Saturday, October 15, 2005

The perils of outsourcing and excessive management

So I'm inspired today by Francis Porrettos post on The Seductions of Management

Let's just consider this hypothetical:

So there's a contract for this company, and the company has literally outsourced their entire sharp end.

No seriously. All their operations, all their technicians, all their administrators, all their develpers, every department that actually DOES anything related to their end users is contracted out.

Even better they're "blackbox" contracts.

The whole company is nothing but middle managers, project managers, "architects" who are actually project managers...

They have plenty of good technically competent people, who have been turned into ineffective "architects" because all they ever do is "manage" and "architect" projects that are outsourced to other companies. Everyone who actually DID anything was either "promoted", laid off, quit, or retired.

Even better, they don't have anyone overseeing the operations of those outsourced companies. They get copious quantities of utterly meaningless reports which look great, they get status reports etc... but theres no actual operational control (hence the blackbox contract).

So the requirement for THIS particular contract is to produce an incredibly important multi-platform solution, in three phases. First phase is requirements gathering, second is competitive evaluation for COTS acquired components, and third is solution delivery.

The whole project was given a ridiculously compressed timeline. The initial requirement was specified two years earlier, to be completed by the end of that two years, or suffer contract penalties.
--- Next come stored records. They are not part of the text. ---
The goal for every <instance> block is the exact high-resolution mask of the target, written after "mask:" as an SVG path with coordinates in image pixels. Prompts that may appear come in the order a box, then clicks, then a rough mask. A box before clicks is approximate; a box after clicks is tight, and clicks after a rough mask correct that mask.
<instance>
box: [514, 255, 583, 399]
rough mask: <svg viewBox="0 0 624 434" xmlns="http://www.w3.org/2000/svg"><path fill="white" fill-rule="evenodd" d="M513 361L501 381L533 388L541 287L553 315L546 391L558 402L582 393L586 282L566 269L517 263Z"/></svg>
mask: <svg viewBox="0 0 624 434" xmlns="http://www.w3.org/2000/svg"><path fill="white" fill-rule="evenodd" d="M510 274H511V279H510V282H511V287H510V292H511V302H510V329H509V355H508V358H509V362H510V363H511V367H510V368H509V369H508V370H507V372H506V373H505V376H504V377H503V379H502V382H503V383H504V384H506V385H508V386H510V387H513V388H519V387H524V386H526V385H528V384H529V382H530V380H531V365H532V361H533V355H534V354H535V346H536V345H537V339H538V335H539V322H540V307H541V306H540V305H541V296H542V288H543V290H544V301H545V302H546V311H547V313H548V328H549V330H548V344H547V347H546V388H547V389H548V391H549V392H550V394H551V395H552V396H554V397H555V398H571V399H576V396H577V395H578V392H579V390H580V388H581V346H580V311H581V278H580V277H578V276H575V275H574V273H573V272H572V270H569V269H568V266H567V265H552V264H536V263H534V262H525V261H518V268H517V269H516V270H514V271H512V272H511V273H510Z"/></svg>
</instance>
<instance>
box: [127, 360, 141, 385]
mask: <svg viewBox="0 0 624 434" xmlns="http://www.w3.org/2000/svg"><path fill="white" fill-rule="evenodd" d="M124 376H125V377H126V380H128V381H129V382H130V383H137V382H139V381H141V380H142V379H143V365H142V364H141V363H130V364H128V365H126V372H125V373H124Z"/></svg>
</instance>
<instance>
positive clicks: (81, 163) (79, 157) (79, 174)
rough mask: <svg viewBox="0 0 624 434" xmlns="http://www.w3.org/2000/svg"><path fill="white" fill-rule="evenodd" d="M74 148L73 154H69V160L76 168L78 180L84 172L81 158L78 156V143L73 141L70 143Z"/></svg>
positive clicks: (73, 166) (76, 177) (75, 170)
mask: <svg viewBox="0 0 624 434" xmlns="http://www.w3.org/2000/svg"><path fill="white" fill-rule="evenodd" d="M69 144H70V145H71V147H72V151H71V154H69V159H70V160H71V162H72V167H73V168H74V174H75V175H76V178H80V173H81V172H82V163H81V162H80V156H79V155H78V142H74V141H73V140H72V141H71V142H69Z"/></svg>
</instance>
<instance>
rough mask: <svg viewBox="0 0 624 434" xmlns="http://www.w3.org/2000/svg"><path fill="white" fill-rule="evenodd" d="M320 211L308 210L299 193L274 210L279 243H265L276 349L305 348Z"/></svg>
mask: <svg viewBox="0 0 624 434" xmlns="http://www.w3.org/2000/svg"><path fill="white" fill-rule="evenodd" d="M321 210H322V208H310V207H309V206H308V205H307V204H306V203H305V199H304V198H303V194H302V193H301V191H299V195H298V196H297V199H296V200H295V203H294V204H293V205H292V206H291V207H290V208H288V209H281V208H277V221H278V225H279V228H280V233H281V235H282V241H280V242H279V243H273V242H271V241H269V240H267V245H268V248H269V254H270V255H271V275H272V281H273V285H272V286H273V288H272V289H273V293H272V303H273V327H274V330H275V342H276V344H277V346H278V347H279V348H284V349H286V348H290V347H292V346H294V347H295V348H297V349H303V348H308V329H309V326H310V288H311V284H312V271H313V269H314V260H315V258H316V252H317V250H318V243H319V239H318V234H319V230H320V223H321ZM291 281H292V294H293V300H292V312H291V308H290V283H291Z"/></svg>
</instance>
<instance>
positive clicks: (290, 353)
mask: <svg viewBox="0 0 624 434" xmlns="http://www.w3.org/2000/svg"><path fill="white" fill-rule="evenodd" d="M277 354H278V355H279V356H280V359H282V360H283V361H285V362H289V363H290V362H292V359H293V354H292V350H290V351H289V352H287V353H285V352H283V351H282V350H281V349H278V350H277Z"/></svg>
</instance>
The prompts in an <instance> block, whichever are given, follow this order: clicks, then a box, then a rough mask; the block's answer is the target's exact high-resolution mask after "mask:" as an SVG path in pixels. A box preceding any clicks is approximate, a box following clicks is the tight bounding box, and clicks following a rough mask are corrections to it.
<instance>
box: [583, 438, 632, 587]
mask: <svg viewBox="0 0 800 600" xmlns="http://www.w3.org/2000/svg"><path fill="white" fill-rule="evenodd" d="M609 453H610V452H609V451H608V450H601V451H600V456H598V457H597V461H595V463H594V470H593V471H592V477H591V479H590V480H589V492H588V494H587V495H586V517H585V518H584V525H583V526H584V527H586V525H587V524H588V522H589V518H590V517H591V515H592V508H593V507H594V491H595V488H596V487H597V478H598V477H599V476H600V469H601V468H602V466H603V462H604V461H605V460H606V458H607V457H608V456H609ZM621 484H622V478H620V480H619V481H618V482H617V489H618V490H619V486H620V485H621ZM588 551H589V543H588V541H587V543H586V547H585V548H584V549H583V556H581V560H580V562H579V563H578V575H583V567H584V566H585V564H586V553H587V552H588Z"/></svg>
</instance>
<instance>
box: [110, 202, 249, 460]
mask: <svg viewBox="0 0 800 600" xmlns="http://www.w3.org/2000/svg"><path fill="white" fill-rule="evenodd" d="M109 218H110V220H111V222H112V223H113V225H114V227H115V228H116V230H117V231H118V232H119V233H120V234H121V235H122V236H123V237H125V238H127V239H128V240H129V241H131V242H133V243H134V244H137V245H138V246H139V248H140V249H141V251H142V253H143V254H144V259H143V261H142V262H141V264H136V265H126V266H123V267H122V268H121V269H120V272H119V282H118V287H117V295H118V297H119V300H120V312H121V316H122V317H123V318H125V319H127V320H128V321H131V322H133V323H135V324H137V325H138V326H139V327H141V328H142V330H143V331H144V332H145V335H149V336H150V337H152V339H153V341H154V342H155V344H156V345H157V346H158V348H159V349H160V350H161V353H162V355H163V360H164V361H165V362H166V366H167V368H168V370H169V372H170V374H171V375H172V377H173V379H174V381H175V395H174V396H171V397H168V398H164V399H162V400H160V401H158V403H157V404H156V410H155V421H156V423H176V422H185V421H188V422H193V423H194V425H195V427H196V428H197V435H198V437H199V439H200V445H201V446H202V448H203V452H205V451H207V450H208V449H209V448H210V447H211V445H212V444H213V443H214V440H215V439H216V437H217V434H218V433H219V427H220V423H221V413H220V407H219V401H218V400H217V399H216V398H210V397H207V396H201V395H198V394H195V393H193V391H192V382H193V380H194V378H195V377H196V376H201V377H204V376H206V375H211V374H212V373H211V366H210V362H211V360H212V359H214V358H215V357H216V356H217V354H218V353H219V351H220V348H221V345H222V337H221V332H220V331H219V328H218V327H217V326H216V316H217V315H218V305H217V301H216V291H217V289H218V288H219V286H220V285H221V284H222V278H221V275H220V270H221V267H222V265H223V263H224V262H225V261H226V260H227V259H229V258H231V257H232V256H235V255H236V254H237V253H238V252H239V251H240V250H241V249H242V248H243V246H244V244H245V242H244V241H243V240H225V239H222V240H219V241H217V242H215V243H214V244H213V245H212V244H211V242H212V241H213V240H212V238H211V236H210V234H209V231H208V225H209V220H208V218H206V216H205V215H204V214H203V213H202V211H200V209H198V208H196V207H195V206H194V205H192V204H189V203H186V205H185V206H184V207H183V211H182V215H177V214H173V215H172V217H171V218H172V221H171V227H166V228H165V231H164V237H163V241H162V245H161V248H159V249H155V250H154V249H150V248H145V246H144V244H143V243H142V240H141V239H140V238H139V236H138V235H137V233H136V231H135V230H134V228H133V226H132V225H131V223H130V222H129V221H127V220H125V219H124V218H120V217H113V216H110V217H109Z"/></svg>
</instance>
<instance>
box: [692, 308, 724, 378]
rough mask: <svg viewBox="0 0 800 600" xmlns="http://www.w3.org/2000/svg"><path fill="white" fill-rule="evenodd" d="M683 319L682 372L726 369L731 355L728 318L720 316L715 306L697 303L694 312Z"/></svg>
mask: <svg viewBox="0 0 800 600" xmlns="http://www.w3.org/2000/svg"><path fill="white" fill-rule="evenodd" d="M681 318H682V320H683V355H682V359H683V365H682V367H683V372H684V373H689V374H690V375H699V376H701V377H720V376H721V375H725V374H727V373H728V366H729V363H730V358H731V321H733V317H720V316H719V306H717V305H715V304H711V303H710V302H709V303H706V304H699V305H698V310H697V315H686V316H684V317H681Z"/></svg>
The project actually got started 11 weeks before the deadline, with requirements and evaluation given 5 weeks, and solution delivery the rest of the time.

Finally after three weeks of conflicting answers "Oh he's the one responsible for that" 'no, I don't have that, she does" "Oh not it's this person"... the team just gives it up as a bad job, and since they cant get directly on the systems (that whole blackbox thing again) they write requirements based on their professional experience and assumptions, and conduct competitive evaluations based on that.

So the evaluation report is delivered...

"Wow, you guys have done an amazing job collecting this informaiton, and getting this evaluation done. We dont generally see that kind of quality work."

The best bit is though, half the teams time is spent delivering status reports, writing status updates and email, updating project plans...

So as part of the solution evaluation, a basic timeline is produced for the delivery phase of the project.

The question comes from the PMO: "Was this estimate in actual work time, or in {insert company name here} time?"

From team: "We wrote that in 100% effort time. We have no way of accurately estimating any other time requirements"

PMO: "We're going to need to translate that
{insert company name here} into time"

The project team was completely stunned by the honesty of that statement.
Okay so hypothetical over.

I've seen it dozens of times, and so has just about any other contractor in a position similar to mine.

Folks, keep control over your operations, and recognize that 80% of all management "work" is simply justifying the existence of the management organization.

I've been an operations manager, and that SHOULD be a real job. Of course maybe half my time was wasted telling the next level of management what was going on, who spent half THEIR time doing the same thing etc...

If there is more than one layer of project management, i.e. you have dedicated project managers managing other dedicated project managers, WHAT THE HELL ARE YOU DOING?

You're spending lots of money for absolutely nothing.

Ok I need to stop now before I break something.